Our Brian is fated to attract chaos from day one. On a starry first Noel in Bethlehem, baby Brian and his long suffering mother Mandy (Terry Jones) are visited by Three Wise Men, who pay homage to the infant with gold, frankincense and myrrh…until they realize they’re supposed to be next door, at which point they snatch the presents back and shove mum to the floor.
Then Brian is a grown man is Rome conquered Judea amidst a pressure cooker of political turmoil, mostly between resistance groups. Women aren’t allowed to go to the local stonings but make up the majority of the crowds anyway (wearing fake beards). A certain Son of God, whom we only see once, is going around healing the sick, although it’s not always appreciated; we meet an ex-leper whose miraculous cure cost him his panhandling livelihood.
Brian’s quiet life ends when he stumbles upon the People’s Front of Judea (not to be confused with the Judean People’s Front, the Popular Front, or the Campaign for a Free Galilee) led by Reg (John Cleese) who often waxes poetic about politics but otherwise isn’t content to do else. His fellow revolutionaries include Stan (Eric Idle) who dreams of transitioning into a woman, and Judith (Sue Jones-Davies) played by an actual woman and not a Python in drag.

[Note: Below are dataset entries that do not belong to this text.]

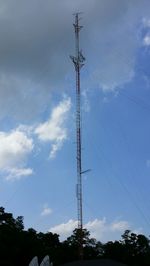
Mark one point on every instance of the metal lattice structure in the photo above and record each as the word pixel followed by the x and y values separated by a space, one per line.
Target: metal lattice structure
pixel 78 61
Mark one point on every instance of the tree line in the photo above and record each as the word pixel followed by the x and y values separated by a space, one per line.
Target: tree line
pixel 18 246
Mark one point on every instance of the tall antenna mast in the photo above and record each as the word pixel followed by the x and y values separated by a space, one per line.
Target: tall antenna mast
pixel 78 61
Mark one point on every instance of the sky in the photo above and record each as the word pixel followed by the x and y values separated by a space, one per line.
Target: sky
pixel 37 115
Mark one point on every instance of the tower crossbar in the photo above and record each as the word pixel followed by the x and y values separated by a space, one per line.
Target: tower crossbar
pixel 78 61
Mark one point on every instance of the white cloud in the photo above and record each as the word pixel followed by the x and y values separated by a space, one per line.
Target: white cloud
pixel 54 129
pixel 14 148
pixel 99 229
pixel 46 210
pixel 18 173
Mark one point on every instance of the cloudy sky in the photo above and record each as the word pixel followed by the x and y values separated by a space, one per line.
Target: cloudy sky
pixel 37 114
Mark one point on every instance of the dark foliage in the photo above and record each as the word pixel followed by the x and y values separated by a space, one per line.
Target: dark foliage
pixel 19 246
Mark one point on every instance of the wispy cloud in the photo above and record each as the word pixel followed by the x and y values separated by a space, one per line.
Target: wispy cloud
pixel 99 229
pixel 54 130
pixel 15 146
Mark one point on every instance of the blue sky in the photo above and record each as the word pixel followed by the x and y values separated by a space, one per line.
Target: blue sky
pixel 37 115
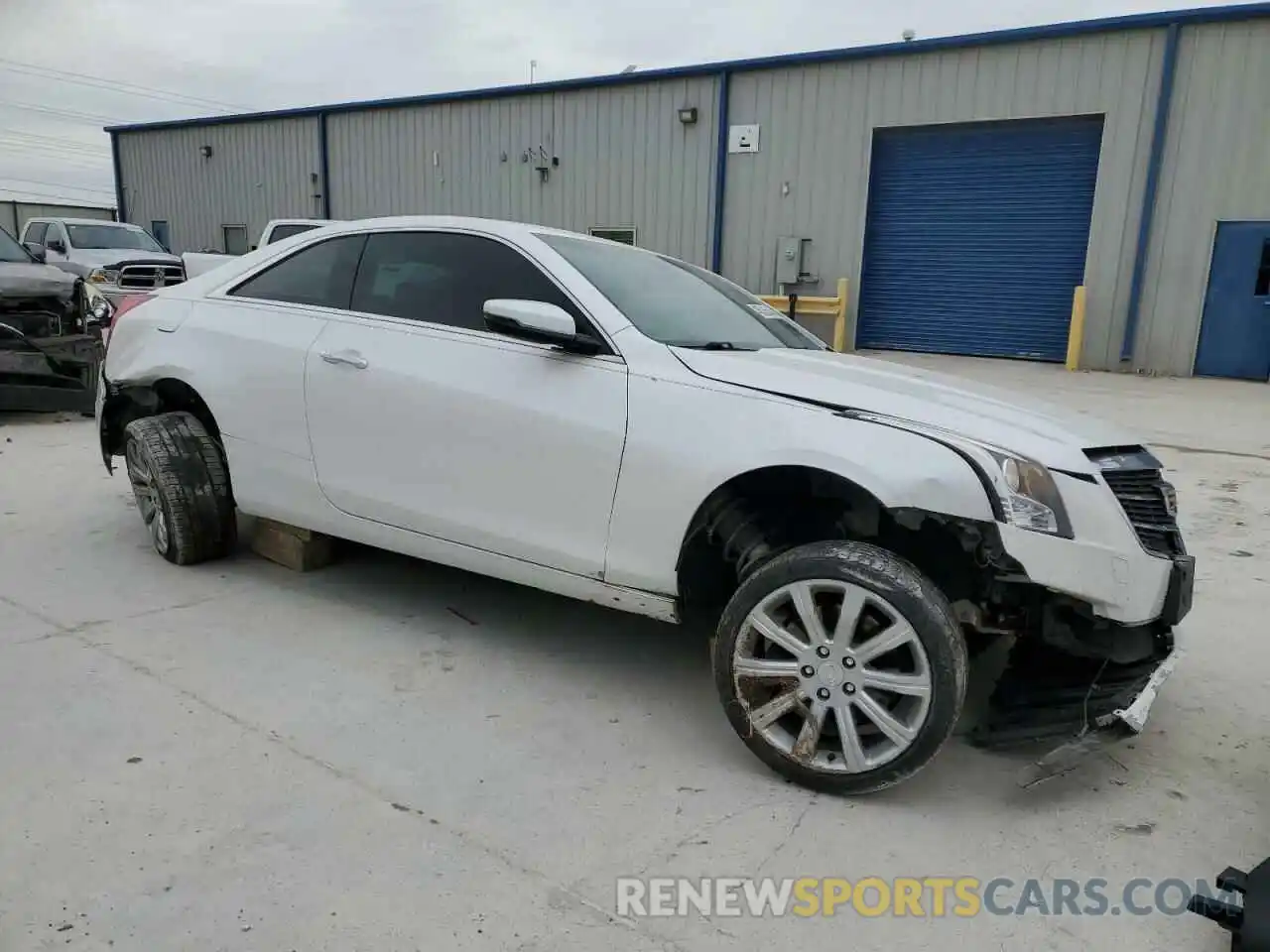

Brian’s joining the PFJ hurdles him into a series of hilarious political and religious misadventures. He eventually finds himself mistaken for the Messiah, chased by a city sized population and miscredited as a revolutionary destined to liberate Judea from the Romans. His strange circumstances parallel Jesus in more than a few ways, such as the scene where he fumbles through Parables alongside equally hapless prophets. Biblical miracles are attributed to him. Mandy is grilled about being a virgin. Even Brian’s paternal Roman lineage references the Pantera hyopthesis.
Brian is not meant to be a stand-in for Christ, however, and despite the ongoing controversy over the film, Life of Brian was not intended as a mockery or indictment of Christianity. Rather, the plot and setting provide the perfect outlet for the Pythons to tackle layers upon layers of issues, chief among them religious zealotry. For that purpose, there is no better place to do it than here.
The multitudes find any excuse to keep following Brian despite his pleas. They want a revolution, but their capacity for individuality is as diminished as their ability to comprehend. When Brian screams at his followers to “Fuck off!” a man in the crowd breaks the uncomfortable silence: “How shall we fuck off, O Lord?”
Fanaticism is the target here. People swept up in religious fervors see and hear what they want while exercising an uncanny ability to assign meanings. They also possess, as demonstrated when they sweep away to be executed a nonbeliever in Brian’s divinity, a penchant for cruelty. Life of Brian lampoons the darkest aspects of organized religion, not the messages about loving your neighbor and reserving judgement.
Aside from lampooning pious silliness, Life of Brian also takes a stab at politics, ancient and contemporary. The way the various rebellions gnaw at each other instead of a common enemy is so typical of today’s Internet wars that I’d swear the Pythons predicted the future. I’ve often heard that old truism that history repeats itself. History doesn’t repeat itself. The truth is that nothing ever changes. It’s a strange coincidence that I picked Life of Brian to review a day before the worst election I’ve experienced in my lifetime. Sometimes these things line themselves up to happen.
Hear, hear: the Gospel According to Brian keeps its reserved parking as one of the funniest comedies I have in my collection, possibly film history. And for those still on the fence about whether Life of Brian is an attack on their faith, well, they should get up off their arses to watch and stop just talking about it.